Dejé un billete de veinte en la barra y bajé del taburete.
– Gracias por su tiempo.
Harriman no se molestó en mirarme.
– Le pasaré la factura.
Era más de la una cuando volví de mala gana a mi casa. Deseaba tener alguna otra cosa que hacer, algún sitio adonde ir. Al entrar en la oscura cocina, me chocó no querer estar a solas conmigo mismo. Durante aquellas frías noches en prisión, había imaginado muchas cosas, pero no que el hecho de que me declararan inocente sólo por motivos de salud mental iba a dejarme con la sensación de preferir estar muerto que vivir en mi propia piel. Y, encima, tenía que aguantar otras muchas cosas. El neurólogo me lo había advertido, pero yo elegí correr el riesgo, por mí mismo, por esa familia del monovolumen, por Genevieve. El precio de mi egoísmo me repugnaba.

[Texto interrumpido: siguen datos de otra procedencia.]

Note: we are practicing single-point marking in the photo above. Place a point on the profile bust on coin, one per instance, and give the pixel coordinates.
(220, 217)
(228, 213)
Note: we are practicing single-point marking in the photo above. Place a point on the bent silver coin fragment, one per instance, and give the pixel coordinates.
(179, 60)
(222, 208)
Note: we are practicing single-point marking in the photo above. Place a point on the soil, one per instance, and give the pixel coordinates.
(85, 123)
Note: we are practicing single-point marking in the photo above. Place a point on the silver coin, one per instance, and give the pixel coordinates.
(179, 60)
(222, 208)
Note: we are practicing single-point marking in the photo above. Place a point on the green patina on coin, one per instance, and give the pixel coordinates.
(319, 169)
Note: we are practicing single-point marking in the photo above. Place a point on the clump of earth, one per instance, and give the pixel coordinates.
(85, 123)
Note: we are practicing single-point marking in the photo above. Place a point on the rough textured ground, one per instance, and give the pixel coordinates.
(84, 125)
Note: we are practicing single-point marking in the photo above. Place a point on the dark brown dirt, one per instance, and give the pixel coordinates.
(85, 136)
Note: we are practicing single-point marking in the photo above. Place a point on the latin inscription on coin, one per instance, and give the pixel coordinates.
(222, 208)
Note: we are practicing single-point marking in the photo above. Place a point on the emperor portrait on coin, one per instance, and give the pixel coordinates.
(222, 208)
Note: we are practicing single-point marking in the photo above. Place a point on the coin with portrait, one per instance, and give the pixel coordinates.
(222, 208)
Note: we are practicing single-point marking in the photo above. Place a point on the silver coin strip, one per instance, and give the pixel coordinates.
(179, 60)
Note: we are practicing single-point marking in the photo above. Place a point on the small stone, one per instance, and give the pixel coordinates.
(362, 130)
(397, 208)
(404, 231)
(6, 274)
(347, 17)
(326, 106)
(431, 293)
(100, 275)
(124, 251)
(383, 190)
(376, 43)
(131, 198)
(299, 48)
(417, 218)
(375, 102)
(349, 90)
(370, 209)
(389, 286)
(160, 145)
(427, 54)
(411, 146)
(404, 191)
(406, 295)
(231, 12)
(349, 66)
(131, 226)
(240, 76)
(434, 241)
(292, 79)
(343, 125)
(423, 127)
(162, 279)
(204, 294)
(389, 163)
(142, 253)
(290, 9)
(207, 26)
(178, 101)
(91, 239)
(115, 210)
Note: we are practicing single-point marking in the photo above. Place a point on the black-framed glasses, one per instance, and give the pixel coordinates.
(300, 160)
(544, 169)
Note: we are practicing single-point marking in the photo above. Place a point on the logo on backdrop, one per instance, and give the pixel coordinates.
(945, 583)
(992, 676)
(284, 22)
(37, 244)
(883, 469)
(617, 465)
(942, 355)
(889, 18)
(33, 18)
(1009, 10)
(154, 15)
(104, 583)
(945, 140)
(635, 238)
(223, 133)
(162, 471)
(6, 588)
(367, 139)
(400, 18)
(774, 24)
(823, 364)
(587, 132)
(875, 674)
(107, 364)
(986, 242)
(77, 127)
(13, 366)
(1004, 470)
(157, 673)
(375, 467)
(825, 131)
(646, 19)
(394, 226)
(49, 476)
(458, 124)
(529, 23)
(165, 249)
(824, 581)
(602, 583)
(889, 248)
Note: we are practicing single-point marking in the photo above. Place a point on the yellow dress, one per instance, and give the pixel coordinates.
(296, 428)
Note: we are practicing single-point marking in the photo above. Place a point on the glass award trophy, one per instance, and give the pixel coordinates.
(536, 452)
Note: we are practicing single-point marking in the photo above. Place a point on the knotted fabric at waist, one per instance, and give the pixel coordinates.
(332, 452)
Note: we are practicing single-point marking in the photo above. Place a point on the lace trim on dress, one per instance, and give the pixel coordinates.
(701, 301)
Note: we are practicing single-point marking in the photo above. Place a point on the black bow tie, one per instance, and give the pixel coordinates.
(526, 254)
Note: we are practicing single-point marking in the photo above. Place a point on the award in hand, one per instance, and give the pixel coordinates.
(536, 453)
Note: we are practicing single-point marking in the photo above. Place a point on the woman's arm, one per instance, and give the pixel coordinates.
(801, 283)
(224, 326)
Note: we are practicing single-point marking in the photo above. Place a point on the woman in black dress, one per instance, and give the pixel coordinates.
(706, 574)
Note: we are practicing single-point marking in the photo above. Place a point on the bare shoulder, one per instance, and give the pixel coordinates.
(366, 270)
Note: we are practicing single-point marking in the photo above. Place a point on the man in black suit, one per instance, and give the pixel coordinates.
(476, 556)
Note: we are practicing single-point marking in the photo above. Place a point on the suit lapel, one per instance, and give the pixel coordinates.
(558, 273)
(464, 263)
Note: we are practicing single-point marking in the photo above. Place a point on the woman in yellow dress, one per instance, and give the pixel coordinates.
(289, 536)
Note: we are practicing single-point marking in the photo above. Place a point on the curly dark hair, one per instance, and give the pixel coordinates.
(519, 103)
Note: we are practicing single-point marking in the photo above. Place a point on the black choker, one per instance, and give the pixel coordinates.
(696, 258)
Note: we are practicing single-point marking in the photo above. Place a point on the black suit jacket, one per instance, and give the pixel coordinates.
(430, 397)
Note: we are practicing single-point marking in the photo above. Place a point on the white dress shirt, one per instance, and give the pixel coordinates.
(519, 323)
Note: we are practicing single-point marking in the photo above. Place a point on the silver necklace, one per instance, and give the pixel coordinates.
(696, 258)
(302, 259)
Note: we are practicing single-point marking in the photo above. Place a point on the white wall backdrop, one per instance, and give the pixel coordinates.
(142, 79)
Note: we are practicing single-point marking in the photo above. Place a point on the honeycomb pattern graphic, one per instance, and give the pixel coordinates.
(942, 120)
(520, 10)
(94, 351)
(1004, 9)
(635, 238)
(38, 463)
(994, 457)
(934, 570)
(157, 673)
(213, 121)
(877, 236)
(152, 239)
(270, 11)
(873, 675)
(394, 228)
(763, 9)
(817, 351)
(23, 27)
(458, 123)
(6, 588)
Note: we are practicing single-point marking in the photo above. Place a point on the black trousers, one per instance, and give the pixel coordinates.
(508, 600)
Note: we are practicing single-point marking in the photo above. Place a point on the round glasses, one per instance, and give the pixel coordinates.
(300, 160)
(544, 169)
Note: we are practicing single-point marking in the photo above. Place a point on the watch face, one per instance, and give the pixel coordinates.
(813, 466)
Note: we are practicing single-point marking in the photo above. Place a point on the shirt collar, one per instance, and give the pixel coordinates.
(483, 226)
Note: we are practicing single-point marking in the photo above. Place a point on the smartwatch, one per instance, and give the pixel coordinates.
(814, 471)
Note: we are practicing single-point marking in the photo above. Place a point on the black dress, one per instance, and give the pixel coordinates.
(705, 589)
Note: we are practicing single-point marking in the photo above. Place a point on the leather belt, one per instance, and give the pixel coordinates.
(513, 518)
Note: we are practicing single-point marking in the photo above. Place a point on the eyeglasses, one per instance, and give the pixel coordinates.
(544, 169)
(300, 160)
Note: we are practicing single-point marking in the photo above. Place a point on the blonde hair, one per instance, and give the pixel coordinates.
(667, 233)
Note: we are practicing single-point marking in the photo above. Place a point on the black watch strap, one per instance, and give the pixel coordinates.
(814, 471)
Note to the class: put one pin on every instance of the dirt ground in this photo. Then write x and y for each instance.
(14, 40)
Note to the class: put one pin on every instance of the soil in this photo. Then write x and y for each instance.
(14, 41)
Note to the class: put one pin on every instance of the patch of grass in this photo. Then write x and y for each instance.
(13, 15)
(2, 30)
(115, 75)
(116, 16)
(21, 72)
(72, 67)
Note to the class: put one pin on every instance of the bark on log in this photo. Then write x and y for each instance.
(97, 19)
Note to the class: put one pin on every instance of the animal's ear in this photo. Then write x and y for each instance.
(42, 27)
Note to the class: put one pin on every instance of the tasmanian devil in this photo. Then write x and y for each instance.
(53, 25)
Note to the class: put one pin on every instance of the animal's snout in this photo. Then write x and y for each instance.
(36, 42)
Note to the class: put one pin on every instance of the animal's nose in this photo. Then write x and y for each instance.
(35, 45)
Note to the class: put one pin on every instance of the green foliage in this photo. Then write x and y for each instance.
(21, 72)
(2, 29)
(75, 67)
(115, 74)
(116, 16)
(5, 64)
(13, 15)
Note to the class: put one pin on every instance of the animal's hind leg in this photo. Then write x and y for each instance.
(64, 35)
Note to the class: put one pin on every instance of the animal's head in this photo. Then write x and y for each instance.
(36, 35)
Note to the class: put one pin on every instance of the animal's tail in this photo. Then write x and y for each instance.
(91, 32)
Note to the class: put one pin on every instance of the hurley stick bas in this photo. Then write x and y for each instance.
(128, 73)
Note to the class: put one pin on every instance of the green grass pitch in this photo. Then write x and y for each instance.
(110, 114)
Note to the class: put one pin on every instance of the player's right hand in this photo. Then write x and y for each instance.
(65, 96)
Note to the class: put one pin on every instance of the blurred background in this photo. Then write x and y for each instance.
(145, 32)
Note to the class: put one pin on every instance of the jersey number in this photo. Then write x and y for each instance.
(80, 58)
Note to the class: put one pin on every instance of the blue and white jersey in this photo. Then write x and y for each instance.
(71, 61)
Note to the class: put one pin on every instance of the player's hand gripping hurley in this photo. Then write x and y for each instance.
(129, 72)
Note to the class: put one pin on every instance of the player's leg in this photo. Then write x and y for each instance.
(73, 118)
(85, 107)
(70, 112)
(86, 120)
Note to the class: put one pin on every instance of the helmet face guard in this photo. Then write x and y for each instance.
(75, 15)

Limpié la sangre de la moqueta lo mejor que pude y lavé el cuchillo de deshuesar. Luego subí arriba y me acosté. Las 2.13. Cuatro horas más y amanecería. Y luego, ¿que? ¿Qué iba a hacer con mi vida?
Contemplé el techo, pendiente de los ruidos de la casa, intenté dormir, pero me despertaba a cada momento, bruscamente, preocupado por lo que pudiera pasar. O quizá preocupado por lo que yo podía llegar a hacer.
Poco después de las tres fui por una videocámara digital al despacho y por un trípode al garaje y los coloqué en un rincón de mi cuarto, mirando a la cama. Pulsé el rec y volví a acostarme. Ahora, si me convertía en el Increíble Hulk, al menos tendría una prueba fehaciente. O si el Cortapies entraba en la casa y me rebanaba el otro dedo meñique. Tal vez debería llevar siempre chanclos. Tal vez debería irme a vivir a otra parte. Tal vez debería invitar a Katherine Harriman a cenar fuera.
Me quedé mirando el objetivo que me observaba.
¿Dónde esconderse cuando te das miedo a ti mismo?